Die sozialen Medien schaffen es, reichweitenstarke politische Debatten anzustoßen. Kann auch lineares Fernsehen heute noch einen gesamtgesellschaftlichen Diskurs einleiten? Und welche Mittel stehen ihm zur Verfügung?

Christine Strobl: Für mich ist das kein Entweder-Oder, aber natürlich kann das sogenannte lineare Fernsehen Zuschauer*innen zu einem bestimmten Zeitpunkt – nämlich am 23. November um 20:15 Uhr – gleichzeitig versammeln, um so eine gemeinsame Diskussion mit der Familie, den Kollegen*innen am Arbeitsplatz oder im Freundeskreis zu führen. Nicht jeder für sich, sondern eben gemeinsam. Und davon unabhängig ist es natürlich unsere Aufgabe, mit interaktiven Formaten auch gerade jüngeres Publikum hierzu wieder einzuladen und damit eine fundierte Grundlage für eine generationsübergreifende Debatte zu schaffen. Wir werden uns natürlich nicht auf die Ausstrahlung im linearen Programm beschränken, sondern mit diesem Thema überall präsent sein – bei Diskussionsveranstaltungen im Vorfeld, im Radio und natürlich auch in der ARD Mediathek. Es geht darum, plattformübergreifendes, inhaltlich starkes Programm zu machen, das sich durch spannende Geschichten und eine einzigartige Umsetzung auszeichnet und modern und aktuell erzählt ist. Dass wir GOTT ausstrahlen, nachdem das Bundesverfassungsgericht neue "Freiheiten" geschaffen hat, ist eine bewusste Entscheidung.

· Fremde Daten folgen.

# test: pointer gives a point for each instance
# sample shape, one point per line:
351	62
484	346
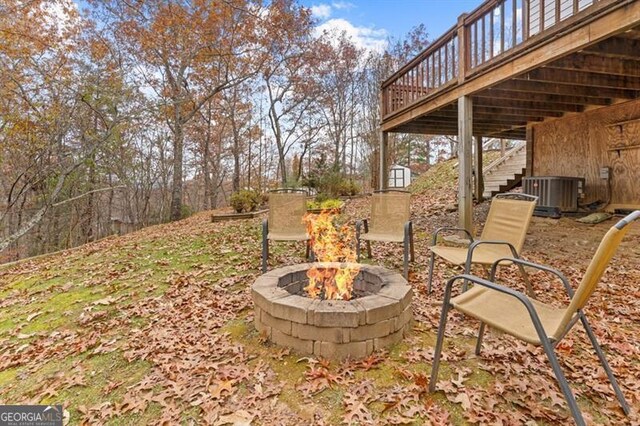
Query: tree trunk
176	191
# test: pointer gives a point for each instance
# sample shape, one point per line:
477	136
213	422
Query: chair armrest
475	244
408	228
360	224
502	289
544	268
449	228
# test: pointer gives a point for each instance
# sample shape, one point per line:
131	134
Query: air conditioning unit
561	192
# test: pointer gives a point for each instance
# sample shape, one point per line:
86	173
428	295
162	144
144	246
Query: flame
330	243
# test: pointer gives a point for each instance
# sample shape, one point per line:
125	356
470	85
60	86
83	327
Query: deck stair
505	172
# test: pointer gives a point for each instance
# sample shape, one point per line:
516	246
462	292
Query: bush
185	211
245	200
347	187
326	204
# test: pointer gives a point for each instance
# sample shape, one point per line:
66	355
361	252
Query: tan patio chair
389	222
535	322
502	236
287	207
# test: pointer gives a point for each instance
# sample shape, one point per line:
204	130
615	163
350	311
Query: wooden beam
465	163
599	64
527	105
546	87
498	93
616	47
384	161
529	152
486	117
571	36
580	78
479	178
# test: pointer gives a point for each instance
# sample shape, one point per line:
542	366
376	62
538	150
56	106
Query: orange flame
330	244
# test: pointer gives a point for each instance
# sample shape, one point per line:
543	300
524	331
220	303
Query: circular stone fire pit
378	316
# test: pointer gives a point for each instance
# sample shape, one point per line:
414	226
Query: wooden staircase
505	172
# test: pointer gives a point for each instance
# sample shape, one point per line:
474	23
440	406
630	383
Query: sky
371	22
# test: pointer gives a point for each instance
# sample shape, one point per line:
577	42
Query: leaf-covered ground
156	327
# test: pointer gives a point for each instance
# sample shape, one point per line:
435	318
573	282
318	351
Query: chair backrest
286	210
509	218
389	212
598	265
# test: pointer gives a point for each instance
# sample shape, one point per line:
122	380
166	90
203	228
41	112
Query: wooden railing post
463	49
465	163
384	161
479	178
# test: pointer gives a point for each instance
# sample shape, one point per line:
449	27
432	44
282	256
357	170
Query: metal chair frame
265	232
473	244
548	344
408	247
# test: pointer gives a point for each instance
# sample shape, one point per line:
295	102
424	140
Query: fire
330	244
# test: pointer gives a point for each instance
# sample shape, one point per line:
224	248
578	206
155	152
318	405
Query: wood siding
580	145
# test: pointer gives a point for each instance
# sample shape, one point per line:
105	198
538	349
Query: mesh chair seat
505	313
482	255
508	310
285	223
288	236
379	236
390	222
507	222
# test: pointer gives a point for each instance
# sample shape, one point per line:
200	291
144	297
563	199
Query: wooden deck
521	62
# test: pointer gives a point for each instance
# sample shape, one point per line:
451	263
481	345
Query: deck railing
495	30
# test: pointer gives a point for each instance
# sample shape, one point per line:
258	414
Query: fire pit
377	315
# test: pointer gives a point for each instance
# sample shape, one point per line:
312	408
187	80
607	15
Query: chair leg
358	226
562	382
413	252
467	271
265	245
527	283
406	259
407	244
431	262
480	335
605	364
438	350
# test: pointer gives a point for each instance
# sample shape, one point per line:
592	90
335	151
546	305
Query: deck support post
384	161
529	141
479	181
465	183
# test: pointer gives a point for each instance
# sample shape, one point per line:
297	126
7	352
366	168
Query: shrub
185	211
245	200
347	187
327	204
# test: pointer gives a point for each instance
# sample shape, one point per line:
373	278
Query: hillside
156	326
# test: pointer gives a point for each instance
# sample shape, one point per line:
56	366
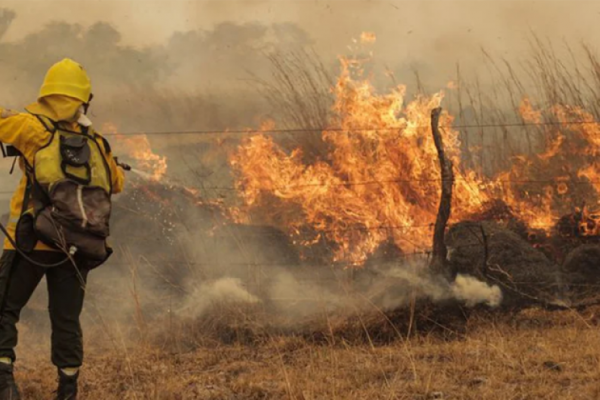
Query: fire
368	37
379	183
138	148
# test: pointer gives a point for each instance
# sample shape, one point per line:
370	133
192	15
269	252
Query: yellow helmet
67	78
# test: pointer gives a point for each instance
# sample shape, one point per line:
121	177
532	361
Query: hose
25	256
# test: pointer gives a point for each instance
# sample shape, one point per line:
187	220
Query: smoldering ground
161	274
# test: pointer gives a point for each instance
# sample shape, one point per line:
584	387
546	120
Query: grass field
532	354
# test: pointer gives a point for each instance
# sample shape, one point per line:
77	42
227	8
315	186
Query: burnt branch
439	264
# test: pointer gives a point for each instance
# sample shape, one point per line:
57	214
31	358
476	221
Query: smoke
224	291
472	291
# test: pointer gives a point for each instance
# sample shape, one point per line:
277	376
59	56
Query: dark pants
18	280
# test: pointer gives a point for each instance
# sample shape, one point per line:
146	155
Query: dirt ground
533	354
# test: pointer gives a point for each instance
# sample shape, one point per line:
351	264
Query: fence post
439	265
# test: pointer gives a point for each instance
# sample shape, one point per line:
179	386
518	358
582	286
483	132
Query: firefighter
58	220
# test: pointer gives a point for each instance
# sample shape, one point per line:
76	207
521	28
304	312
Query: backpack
70	188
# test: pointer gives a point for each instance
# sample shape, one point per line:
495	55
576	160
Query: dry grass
534	354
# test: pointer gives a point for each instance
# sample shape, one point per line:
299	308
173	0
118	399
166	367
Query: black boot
8	387
67	386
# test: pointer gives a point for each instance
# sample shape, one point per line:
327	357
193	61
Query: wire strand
341	130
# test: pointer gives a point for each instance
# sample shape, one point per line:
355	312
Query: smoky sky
432	34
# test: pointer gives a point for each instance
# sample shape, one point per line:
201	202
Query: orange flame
138	148
380	182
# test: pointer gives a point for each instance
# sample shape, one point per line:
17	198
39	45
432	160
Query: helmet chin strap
83	119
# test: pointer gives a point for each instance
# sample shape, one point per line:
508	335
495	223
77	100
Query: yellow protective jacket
27	134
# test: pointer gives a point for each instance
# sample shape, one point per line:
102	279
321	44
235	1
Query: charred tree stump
439	265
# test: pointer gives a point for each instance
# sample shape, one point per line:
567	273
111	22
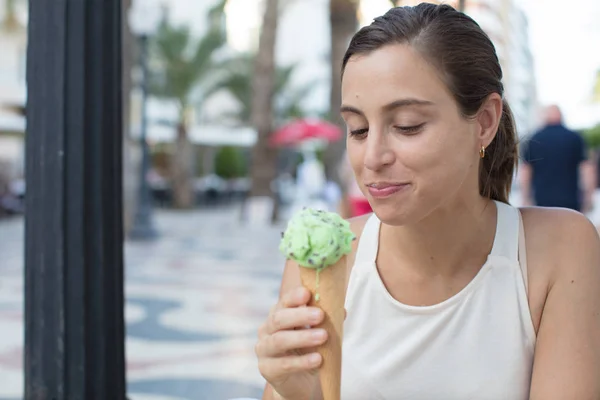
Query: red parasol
297	131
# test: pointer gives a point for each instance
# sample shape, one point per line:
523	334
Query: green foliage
237	80
230	163
592	137
184	63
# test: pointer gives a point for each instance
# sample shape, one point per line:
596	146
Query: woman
452	293
355	203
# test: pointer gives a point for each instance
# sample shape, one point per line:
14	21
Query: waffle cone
332	292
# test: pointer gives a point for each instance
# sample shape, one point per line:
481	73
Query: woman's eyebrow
389	107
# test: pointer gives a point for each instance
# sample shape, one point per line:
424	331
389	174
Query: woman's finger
274	369
291	318
283	342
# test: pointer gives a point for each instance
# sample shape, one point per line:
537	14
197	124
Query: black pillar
74	325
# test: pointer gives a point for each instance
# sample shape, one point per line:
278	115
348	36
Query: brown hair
457	46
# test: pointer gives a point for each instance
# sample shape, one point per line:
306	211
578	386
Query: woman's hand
285	348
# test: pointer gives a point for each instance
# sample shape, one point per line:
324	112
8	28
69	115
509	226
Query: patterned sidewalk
195	299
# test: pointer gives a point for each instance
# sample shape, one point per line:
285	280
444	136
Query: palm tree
287	101
186	67
343	24
263	156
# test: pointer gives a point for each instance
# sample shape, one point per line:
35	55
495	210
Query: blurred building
506	24
13	42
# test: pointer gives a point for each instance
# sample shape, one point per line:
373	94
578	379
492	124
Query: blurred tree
186	66
287	101
130	177
230	163
343	24
264	157
596	92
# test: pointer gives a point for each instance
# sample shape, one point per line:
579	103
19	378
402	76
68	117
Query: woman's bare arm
567	356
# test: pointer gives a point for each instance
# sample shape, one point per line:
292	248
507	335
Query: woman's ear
488	118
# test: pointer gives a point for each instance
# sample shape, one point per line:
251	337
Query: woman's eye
359	133
409	130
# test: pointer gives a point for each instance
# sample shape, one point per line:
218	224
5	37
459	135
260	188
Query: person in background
556	171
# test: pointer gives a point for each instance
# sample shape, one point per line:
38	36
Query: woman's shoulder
558	238
357	225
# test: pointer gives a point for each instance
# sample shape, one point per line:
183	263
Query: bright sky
565	40
564	36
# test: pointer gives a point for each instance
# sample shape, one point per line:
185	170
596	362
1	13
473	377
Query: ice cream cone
331	296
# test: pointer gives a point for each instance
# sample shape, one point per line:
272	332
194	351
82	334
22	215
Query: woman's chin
390	215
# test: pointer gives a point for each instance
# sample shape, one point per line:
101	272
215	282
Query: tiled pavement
195	298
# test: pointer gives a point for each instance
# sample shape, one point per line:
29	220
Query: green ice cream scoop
316	239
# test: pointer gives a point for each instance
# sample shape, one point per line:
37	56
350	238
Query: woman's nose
378	153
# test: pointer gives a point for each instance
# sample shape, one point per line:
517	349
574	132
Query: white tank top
478	344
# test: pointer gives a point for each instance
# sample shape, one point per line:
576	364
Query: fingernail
315	315
314	358
319	334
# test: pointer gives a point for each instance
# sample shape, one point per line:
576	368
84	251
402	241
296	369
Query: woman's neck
451	237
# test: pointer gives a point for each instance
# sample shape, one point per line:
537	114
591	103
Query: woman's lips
385	190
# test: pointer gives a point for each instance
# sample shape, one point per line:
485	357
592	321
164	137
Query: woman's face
409	146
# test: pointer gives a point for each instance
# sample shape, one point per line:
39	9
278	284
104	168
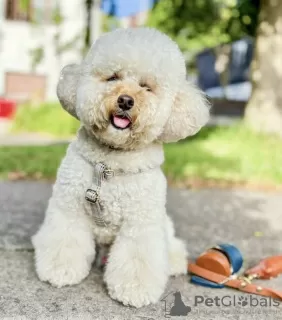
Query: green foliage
215	154
198	24
47	118
226	153
31	161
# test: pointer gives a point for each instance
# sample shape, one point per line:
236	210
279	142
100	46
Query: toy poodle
131	95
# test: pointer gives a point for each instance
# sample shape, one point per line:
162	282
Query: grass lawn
232	155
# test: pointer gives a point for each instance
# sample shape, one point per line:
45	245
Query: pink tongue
121	122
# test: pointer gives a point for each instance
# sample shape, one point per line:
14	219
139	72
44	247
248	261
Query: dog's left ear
189	113
67	88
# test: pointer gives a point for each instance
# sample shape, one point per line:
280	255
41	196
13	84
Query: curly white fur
144	250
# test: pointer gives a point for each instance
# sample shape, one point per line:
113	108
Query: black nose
125	102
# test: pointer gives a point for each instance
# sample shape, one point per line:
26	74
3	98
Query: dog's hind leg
177	251
64	245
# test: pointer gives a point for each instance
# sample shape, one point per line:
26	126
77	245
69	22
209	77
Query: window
38	11
15	10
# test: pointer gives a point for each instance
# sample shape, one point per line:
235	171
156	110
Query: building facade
36	41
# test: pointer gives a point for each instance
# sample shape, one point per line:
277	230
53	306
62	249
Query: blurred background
233	52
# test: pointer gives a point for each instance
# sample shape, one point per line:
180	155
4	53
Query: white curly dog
131	95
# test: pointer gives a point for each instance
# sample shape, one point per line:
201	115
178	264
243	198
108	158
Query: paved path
202	218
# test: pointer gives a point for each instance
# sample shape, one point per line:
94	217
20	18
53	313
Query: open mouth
120	122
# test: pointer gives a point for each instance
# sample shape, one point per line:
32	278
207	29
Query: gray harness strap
92	194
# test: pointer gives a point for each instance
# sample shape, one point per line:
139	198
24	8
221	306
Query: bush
45	118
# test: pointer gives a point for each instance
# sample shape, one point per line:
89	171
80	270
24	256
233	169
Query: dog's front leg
138	267
64	245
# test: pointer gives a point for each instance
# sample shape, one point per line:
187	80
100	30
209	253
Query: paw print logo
242	301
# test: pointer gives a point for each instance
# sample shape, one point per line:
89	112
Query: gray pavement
252	221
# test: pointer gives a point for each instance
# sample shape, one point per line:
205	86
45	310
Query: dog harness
218	267
92	194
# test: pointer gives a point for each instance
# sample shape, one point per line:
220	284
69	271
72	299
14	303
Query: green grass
31	161
45	118
233	154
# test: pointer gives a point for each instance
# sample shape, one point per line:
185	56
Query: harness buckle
108	173
91	195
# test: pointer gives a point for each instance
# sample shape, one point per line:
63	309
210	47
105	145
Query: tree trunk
264	109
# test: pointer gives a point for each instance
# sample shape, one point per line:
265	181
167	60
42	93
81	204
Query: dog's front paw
135	285
64	266
61	274
136	292
177	258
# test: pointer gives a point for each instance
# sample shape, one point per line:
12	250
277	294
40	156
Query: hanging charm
92	194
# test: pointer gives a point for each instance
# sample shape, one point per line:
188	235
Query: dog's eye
113	78
144	85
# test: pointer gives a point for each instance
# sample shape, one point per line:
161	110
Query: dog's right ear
67	88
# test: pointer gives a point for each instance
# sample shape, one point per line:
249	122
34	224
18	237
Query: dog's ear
67	88
189	113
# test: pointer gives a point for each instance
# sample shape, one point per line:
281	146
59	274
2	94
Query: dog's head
131	90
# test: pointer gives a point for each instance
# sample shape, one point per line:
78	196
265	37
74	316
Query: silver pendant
92	194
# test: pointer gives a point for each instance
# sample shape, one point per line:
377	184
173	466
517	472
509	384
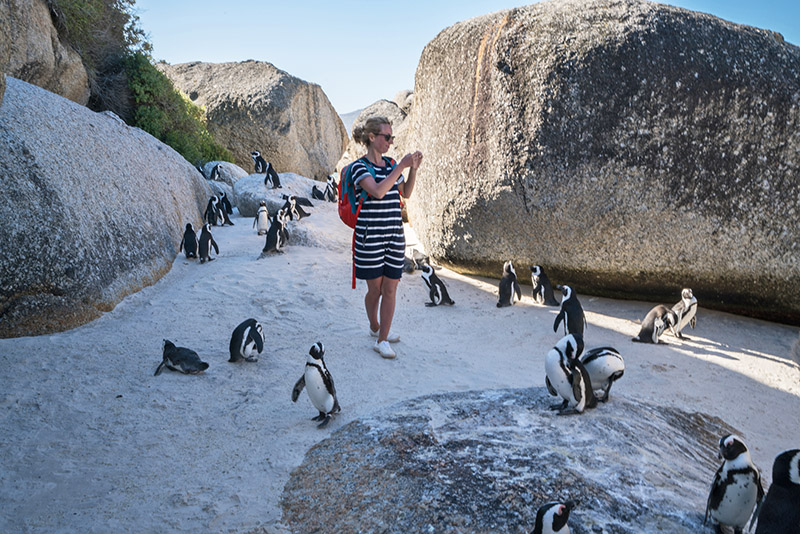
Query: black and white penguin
436	288
736	489
780	511
189	242
509	291
542	290
566	377
261	220
180	359
247	340
685	312
571	313
552	518
319	385
605	366
655	322
206	242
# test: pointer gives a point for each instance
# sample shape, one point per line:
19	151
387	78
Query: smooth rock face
630	148
254	106
484	461
91	209
31	50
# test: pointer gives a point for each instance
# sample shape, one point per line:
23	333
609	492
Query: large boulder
474	462
91	210
631	148
253	105
31	50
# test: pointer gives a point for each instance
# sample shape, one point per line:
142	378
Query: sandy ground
91	441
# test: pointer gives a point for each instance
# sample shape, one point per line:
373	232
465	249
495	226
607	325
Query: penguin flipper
298	387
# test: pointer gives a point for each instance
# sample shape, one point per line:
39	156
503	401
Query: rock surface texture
31	50
252	105
92	210
629	147
485	461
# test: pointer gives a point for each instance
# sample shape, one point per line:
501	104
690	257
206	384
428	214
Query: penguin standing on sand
571	313
247	340
552	518
318	382
436	288
509	290
206	242
736	489
189	242
780	513
542	289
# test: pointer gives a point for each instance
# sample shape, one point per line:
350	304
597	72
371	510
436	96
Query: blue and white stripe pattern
379	238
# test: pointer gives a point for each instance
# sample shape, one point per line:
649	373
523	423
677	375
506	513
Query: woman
379	239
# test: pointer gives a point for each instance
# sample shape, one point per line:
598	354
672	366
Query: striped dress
379	238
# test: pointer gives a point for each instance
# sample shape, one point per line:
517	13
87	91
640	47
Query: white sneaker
384	350
391	338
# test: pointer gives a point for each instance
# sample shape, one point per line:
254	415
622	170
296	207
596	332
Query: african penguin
247	340
436	288
509	291
319	385
180	359
736	489
542	290
780	511
189	242
552	518
571	313
206	242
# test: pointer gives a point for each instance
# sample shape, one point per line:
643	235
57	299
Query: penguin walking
552	518
655	322
780	512
565	376
261	220
605	366
542	290
437	290
571	313
206	242
189	242
685	312
509	290
736	489
180	359
318	382
247	340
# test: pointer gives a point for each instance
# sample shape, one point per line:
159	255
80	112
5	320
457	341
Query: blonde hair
371	126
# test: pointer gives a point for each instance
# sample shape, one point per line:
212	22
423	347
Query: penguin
571	313
262	218
247	340
552	518
605	366
437	290
685	312
509	287
189	242
654	324
319	385
542	290
258	161
736	489
780	511
565	376
206	242
180	359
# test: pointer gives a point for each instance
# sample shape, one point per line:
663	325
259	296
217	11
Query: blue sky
359	51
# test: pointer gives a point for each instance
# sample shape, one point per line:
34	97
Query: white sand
91	441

Wir greifen filmisch auf, was aktuell die Gesellschaft und die Politik beschäftigen muss und wird. Wir wollen damit eine breite Diskussion anstoßen, die auch ein solch schwieriges Thema besprechbar werden lässt. Und wenn das durch den Film und die anschließende Diskussionssendung mit Frank Plasberg gelingt und wir uns deshalb in der Familie oder im Freundeskreis auf das Gespräch darüber einlassen können, haben wir unsere Aufgabe als öffentlich-rechtlicher Sender erfüllt.

Sie sind eng mit dem Strafanwalt und Autor Ferdinand von Schirach verbunden und haben zahlreiche seiner Bücher verfilmt. Was macht seine Werke so einzigartig?

Oliver Berben: Es ist die Kombination verschiedener Elemente, die die Texte von Ferdinand von Schirach so einzigartig machen. Da ist zum einen die Sprache, die Verknappung, die Konzentration auf das Wesentliche. Die Richtung und Gewichtung der jeweiligen Aussage und Thematik wird dadurch vorgegeben und irrsinnig einnehmend erzählt. Zum anderen gelingt es ihm in jedem seiner Werke, einschneidende gesellschaftlich relevante Themen in einer emotionalen und immer sehr verständlichen Art und Weise an den Leser zu bringen. Er erschüttert den oft sicheren Glauben immer wieder und bringt einen dazu, sich selbst zu hinterfragen und auch Fragen zu stellen. Das führt dazu, dass man sich mit dem eigenen Bild, das man von Dingen hat, auseinandersetzt – und es gelegentlich auch korrigiert. Ich habe jeden Text – zumindest die veröffentlichten – von Ferdinand von Schirach gelesen, und wenig hat mich im Leben so weitergebracht wie seine Werke. Außer vielleicht ein persönliches Gespräch mit ihm.